References

The ds command-line tool

Use dotscience from the command line

ds command-line tool user manual.

Hi there! Welcome to the user manual for the ds command-line tool, which lets you drive Dotscience from your shell or automate it using scripting.

Installing ds

To install the latest ds cli, run the following:

sudo curl -sSL -o /usr/local/bin/ds \
  https://get.dotmesh.io/$(uname -s)/ds

# Make the client binary executable
sudo chmod +x /usr/local/bin/ds

Introduction and Concepts.

The Dotscience Service is the central hub that controls Dotscience activities in your organisation. It acts as a manager and a store for the canonical versions of your code and data, and stores a history of your activities.

Dotscience Runners are the computers that actually run your workloads. Your administrator sets them up, and they connect to the Dotscience Service to ask for work to do and the data to do it on; and they submit results back.

The ds command-line tool is what you run on the computer you’re sat in front of, to control the Dotscience Service (and, indirectly, the Runners).

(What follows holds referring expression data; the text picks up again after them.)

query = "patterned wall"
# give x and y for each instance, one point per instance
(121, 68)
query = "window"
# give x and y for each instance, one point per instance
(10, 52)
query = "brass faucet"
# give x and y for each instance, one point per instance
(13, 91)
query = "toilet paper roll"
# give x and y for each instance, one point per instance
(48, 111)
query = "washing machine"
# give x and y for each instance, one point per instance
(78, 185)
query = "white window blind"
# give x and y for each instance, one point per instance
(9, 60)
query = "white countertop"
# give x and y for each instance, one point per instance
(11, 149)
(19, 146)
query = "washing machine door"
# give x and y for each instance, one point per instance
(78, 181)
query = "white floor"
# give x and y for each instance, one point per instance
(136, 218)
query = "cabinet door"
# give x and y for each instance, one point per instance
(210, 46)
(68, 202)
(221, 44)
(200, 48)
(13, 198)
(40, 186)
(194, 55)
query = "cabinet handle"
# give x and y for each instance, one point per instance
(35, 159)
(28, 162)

As such, the ds tool needs to know your Dotscience login details.

Authentication: ds login USERNAME.

Before running any of the interesting ds commands, you need to authenticate by running ds login with your username. It’ll prompt you for your password:

$ ds login alice
Password: Type your password here, it won't be echoed

Authenticated successfully.

Running a job: ds run -p PROJECT [-d] [-I IMAGE] [OTHER OPTIONS...] COMMAND....

This command runs a job. It runs the given COMMAND in the Docker image called IMAGE, with the workspace of PROJECT mounted as the current working directory. If IMAGE is not given, then quay.io/dotmesh/dotscience-python3:latest, a copy of python:3 with the Dotscience Python library pre-installed, is used.

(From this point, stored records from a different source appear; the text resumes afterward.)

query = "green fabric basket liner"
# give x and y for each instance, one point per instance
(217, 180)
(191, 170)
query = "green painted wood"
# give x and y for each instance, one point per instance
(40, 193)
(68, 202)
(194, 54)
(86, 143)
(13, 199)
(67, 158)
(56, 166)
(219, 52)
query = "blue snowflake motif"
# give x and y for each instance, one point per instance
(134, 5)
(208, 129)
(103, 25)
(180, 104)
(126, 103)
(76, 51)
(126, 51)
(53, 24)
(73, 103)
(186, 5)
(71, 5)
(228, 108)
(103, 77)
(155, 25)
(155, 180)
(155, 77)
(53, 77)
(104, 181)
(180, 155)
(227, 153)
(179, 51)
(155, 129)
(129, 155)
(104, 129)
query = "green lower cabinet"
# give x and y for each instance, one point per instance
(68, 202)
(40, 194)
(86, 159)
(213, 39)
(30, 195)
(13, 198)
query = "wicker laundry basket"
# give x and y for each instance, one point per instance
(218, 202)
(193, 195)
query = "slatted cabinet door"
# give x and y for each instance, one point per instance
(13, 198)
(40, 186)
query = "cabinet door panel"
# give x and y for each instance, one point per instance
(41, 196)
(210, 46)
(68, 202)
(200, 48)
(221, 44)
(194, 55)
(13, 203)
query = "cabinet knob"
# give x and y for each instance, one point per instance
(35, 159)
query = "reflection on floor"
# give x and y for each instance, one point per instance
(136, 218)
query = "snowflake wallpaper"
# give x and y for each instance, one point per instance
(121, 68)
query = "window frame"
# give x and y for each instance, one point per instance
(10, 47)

Unless you specify the -d option, the ds run command will reflect the output of your job back to your screen as you watch. If you hit Ctrl+C, it will terminate the job. At the end of the job, the resulting job metadata will be displayed on your screen. The use of -d will be explained below in the Asynchronous mode section.

There are several other options not listed above, which we will explore below:

Uploading local files to the project workspace: -u DIRECTORY.

If you are editing your scripts locally, you can ask ds run to upload them into your project workspace for you, so you don’t have to upload them manually through the Dotscience web interface. This is accomplished with the -u DIRECTORY flag, which causes all files in the directory named by DIRECTORY (or its subdirectories) to be uploaded into the workspace before execution of the job. -u . uploads the current directory, which is often useful (and easy to type!)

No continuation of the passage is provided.